I’m not quite myself these days / Guess we all come undone time to time in different ways / Well, I have myself to blame. / Guess I don’t understand, I need help in many ways.

God’s got a plan for me / Well, I’m gonna tell you one thing: / I don’t got the patience or the time! / What can I say? / I’m no angel, / I’m not forsaken, / But I can bleed!

Whibley gaba os talentos dos colegas da banda, que já sofreu diversas vicissitudes na sua composição, ao longo dos anos, mas que agora conta com mais dois membros da formação mais antiga, Dave Baksh e Jason McCaslin.
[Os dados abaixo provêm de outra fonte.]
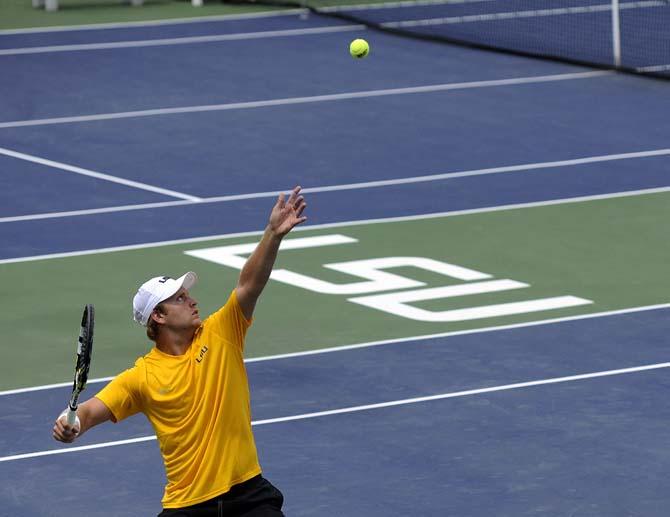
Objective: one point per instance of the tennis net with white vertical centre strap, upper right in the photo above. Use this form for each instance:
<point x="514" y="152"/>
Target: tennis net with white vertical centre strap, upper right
<point x="631" y="36"/>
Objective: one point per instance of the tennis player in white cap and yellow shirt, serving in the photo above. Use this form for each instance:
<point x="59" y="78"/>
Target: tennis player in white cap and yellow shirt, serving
<point x="193" y="388"/>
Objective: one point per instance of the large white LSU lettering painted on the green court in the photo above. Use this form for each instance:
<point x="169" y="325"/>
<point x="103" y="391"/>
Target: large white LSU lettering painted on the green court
<point x="379" y="289"/>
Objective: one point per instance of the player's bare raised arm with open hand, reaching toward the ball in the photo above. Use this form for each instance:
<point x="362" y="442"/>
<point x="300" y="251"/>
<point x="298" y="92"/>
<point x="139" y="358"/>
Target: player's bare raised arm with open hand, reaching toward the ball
<point x="286" y="214"/>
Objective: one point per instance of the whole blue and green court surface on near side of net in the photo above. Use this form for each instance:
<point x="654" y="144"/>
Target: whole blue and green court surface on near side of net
<point x="124" y="149"/>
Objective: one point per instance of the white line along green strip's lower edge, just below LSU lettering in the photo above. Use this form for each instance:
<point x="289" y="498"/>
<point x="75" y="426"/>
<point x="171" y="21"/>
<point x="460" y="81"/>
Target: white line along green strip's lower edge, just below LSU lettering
<point x="383" y="342"/>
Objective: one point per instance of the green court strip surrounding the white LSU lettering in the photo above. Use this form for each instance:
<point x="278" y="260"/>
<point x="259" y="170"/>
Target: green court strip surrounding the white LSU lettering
<point x="610" y="252"/>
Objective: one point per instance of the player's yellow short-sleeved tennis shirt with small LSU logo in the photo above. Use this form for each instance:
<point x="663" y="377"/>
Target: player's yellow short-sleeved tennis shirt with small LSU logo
<point x="198" y="404"/>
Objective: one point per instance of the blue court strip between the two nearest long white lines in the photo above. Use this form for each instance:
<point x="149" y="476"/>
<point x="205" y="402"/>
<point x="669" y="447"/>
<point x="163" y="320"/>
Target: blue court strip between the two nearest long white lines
<point x="397" y="374"/>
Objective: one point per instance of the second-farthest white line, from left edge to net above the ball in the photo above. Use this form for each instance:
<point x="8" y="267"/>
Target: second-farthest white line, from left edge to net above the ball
<point x="180" y="41"/>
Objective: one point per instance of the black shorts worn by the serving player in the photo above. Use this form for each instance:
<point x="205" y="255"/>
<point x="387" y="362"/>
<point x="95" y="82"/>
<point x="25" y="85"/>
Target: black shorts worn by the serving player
<point x="256" y="497"/>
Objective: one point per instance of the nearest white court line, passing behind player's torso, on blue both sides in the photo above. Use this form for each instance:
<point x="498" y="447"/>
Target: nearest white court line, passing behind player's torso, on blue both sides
<point x="367" y="407"/>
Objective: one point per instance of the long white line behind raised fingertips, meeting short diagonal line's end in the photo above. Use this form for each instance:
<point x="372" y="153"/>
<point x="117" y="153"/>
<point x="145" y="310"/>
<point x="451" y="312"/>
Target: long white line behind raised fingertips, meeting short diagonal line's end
<point x="346" y="186"/>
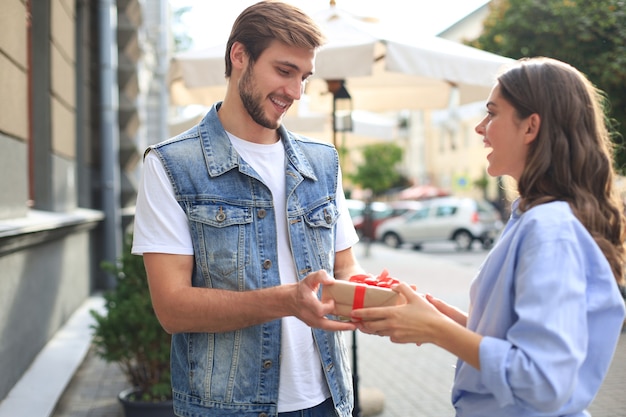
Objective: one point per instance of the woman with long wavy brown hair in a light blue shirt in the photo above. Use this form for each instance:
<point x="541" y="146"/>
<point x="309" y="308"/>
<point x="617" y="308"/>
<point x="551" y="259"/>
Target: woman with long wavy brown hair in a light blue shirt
<point x="545" y="309"/>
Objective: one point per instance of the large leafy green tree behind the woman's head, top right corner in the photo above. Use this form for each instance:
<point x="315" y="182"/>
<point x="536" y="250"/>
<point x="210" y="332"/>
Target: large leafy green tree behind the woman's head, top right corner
<point x="590" y="35"/>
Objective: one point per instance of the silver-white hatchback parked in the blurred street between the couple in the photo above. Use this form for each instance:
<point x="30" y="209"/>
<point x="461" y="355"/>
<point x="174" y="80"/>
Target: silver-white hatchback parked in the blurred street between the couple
<point x="462" y="220"/>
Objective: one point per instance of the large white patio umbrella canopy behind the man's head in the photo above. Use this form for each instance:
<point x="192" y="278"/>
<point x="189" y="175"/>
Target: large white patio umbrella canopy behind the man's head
<point x="382" y="71"/>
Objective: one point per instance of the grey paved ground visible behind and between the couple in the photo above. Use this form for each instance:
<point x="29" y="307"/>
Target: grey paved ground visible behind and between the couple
<point x="412" y="381"/>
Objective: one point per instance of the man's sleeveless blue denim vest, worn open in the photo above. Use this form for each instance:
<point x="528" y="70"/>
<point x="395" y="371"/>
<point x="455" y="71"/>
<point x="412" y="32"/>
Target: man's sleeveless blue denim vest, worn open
<point x="232" y="224"/>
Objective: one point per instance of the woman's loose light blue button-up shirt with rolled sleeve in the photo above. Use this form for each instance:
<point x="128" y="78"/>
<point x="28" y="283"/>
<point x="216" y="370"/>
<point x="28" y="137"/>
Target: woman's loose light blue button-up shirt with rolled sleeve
<point x="550" y="310"/>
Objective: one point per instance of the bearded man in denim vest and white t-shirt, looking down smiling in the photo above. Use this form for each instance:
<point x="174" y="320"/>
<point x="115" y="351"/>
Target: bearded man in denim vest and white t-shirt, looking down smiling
<point x="240" y="222"/>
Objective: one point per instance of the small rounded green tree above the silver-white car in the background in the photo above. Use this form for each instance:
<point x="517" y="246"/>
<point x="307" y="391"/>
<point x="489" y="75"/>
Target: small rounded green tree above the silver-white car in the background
<point x="378" y="171"/>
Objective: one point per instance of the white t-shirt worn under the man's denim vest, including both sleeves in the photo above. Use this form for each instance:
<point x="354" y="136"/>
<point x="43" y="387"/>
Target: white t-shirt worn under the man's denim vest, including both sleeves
<point x="159" y="221"/>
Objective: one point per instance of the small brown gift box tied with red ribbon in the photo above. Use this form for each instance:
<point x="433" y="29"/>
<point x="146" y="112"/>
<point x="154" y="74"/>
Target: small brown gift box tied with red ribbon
<point x="361" y="291"/>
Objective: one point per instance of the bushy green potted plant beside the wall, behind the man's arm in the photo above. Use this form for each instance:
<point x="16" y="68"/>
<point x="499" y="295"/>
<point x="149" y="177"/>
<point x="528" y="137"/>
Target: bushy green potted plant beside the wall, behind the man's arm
<point x="129" y="334"/>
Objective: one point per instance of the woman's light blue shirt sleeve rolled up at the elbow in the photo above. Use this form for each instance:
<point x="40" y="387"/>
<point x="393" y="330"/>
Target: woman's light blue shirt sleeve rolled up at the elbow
<point x="538" y="362"/>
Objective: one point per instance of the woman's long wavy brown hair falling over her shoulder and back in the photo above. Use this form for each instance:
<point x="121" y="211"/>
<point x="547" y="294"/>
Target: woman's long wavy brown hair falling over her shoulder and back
<point x="572" y="157"/>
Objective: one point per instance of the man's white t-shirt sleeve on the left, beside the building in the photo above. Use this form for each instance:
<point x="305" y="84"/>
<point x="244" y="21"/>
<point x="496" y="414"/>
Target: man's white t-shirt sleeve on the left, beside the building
<point x="160" y="223"/>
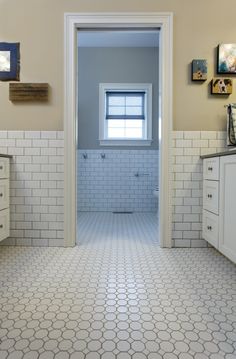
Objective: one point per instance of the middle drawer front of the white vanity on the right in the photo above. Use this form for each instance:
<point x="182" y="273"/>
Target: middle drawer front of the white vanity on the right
<point x="211" y="196"/>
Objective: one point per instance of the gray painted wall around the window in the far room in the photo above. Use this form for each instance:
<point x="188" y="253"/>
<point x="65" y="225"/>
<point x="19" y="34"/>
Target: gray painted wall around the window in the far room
<point x="118" y="65"/>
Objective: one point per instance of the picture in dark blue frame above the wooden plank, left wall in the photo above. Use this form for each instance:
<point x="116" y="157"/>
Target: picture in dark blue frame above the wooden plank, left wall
<point x="9" y="61"/>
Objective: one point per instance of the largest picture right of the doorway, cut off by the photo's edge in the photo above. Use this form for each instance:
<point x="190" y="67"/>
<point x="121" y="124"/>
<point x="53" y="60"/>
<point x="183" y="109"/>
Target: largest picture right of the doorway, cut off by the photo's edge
<point x="226" y="62"/>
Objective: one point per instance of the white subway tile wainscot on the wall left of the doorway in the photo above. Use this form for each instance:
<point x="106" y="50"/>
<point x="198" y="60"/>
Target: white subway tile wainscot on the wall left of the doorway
<point x="36" y="187"/>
Introduz “War”, o primeiro single do novo álbum, que diz ser sobre a família, a família Sum 41, e nós, motherfuckers, que o ajudámos a ultrapassar as cenas e o trouxemos de novo aos palcos. Faz-se uma espécie de fim de primeiro acto com o clássico “Motivation” a fechar a primeira quase dúzia de canções e o público em coro.

Grab the Devil by the Horns and Fuck Him Up the Ass” é um nome comprido e uma música de um álbum de actuações ao vivo da banda, Go Chuck Yourself (2005) e contém um excerto de Crazy Train de Ozzy Osbourne. Enquanto tocava, enche-se automaticamente um insuflável gigante no palco de um diabo a fazer piretes. Eu sei, rolamos todos os olhos, mas a verdade é que estávamos demasiado lançados para objectar. Ainda aí viriam “We’re All to Blame”, “Walking Disaster” e “Makes no Difference”. Pelo meio, Whibley lança acenos e beijos em todas as direcções, chama-nos “beautiful motherfuckers”, são lançados balões e bolas gigantes para o público, e em “With Me”, tal como a como a canção pede, Whibley aparece no meio do público, que – convenhamos – também foi bastante dedicado em coros, mãos no ar, lanternas de telemóvel e um mosh saudável “Let’s keep this thing moving”-, haveria Whibley de pedir – “I though you motherfuckers might be tired but you’re still moving. And you’re still loud!”. Temos ainda direito a um solo de bateria de Frank Zummo no momento Whiplash da noite, uma cover de “We Will Rock” dos Queen, e os imprescindíveis “Still Waiting” e “Into Deep” a fechar em festa com o coro do público a sobrepor-se, e a plateia em ondas.

Claro que Whibley haveria de voltar ao palco para um encore, sentado ao piano, falando-nos de uma “Reason to Believe” (haja uma), embora a “Pieces” não tenha corrido maravilhosamente (uma guitarra mal afinada ou uma coluna com problemas, não percebi) e isso até fosse importante. “Welcome to Hell” (ele insiste, mas até tem razão) e o festivo “Fatlip” a terminar o primeiro encore – se considerarmos que o facto de a banda ter voltado ao palco com perucas, como costuma fazer, para manter vivo o alter-ego “Pain for Pleasure” se qualifica como segundo encore.

Banda e público – foi tudo o que poderíamos ter esperado há 10 anos atrás, e mais que bastante para nos aquecer o coração, fazer esboçar um sorriso e queimar calorias. 10 anos depois, já adultos cinzentões e parte do sistema. Fuck that.